Are we comparing, country, population, size of region?
We often compare USA with China, but when it comes to european countries, it has to be EU?
This is an honest question, I couldn't care less about either region or gain anything financially or care about emotional internet points. I am not rooting for anyone, though I think predominantly western centric super powers is a bad idea.
But why this line of thinking and comparison, isn't it apple to oranges? Its a genuine question, despite being downvoted for whatever reason.
I feel it would be apples and oranges to compare (sub-)continent spanning multi-ethnic countries like the USA or China with individual EU countries.
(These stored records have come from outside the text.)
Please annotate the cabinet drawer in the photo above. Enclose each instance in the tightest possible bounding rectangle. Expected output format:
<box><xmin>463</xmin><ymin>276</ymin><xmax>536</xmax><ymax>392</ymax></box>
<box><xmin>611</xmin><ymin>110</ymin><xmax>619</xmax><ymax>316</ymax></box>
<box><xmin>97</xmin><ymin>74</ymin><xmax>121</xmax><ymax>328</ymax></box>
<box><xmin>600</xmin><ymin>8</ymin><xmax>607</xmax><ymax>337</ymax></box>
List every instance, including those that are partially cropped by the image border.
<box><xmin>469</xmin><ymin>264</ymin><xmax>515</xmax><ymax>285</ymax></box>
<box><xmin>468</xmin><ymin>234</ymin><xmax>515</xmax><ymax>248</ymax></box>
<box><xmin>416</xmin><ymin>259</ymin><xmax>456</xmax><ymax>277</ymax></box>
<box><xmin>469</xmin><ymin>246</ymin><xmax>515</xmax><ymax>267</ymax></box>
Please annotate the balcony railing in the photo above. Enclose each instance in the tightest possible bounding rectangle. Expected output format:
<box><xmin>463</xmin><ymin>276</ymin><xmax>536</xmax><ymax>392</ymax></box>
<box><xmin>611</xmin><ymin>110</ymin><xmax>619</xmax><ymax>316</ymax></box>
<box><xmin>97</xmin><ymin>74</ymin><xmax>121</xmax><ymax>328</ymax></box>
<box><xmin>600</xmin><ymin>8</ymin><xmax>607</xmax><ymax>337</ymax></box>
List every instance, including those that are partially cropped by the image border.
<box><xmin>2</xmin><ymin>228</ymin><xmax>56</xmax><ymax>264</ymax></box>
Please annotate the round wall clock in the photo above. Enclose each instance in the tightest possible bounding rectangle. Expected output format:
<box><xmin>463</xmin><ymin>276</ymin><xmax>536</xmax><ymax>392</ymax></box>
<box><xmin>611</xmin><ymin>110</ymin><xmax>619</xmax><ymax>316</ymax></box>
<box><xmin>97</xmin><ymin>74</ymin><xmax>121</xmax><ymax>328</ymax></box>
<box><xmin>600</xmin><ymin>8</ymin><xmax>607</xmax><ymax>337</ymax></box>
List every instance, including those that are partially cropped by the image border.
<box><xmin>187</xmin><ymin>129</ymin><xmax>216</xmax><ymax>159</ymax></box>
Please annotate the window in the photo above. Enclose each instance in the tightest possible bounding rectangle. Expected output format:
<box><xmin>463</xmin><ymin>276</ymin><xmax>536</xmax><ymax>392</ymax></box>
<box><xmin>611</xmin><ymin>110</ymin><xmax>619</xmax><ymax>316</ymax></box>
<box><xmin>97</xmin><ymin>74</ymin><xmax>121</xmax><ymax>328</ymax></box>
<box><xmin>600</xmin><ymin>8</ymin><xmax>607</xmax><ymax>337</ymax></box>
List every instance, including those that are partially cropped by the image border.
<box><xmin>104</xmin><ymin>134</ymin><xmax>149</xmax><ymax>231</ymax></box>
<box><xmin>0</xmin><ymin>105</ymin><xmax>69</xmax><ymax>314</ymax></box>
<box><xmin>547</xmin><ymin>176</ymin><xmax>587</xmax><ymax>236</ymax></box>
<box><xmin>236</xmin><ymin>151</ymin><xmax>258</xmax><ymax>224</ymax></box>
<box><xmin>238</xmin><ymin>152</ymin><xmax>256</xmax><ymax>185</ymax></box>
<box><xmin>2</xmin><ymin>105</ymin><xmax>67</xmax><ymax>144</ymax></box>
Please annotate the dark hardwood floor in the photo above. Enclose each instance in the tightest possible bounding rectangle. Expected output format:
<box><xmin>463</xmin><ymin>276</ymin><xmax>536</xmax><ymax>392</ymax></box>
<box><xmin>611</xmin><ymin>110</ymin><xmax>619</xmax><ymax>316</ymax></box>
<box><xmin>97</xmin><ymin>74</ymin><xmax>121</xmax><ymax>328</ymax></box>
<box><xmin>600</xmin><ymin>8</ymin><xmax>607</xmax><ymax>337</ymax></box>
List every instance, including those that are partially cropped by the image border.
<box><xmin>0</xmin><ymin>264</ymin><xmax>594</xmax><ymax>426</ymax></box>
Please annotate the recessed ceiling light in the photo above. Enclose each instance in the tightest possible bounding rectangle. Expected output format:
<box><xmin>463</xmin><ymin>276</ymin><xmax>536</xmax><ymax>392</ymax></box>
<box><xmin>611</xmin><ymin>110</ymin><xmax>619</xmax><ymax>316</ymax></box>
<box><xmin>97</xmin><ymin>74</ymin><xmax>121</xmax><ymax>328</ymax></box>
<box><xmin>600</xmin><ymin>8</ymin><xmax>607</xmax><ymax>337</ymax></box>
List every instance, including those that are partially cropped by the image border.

The point of the EU is to form one economical union. Sure there's still deficits in unification on other fronts, but economically the EU is pretty much one uniform bloc of comparable size.
There are so many other trading blocs out there, why not compare them? Eu itself has some of the largest economies of the world. It does seem almost unfair.
China's large size and huge population not necessarily an automatic recipe for success. As a matter of fact, other than USA, almost of all large countries with huge population are generally economic and quality of life failures.
On the top of my minds I can think of, Russia, India, Brazil, Pakistan, Mexico all doing pretty shitty job, relatively speaking.
I don’t think so. The EU is, as you say, an economic union and is considered the largest economy in the world (last time I checked, which has been awhile tbh.)
It wouldn’t make sense to compare individual European nations to China.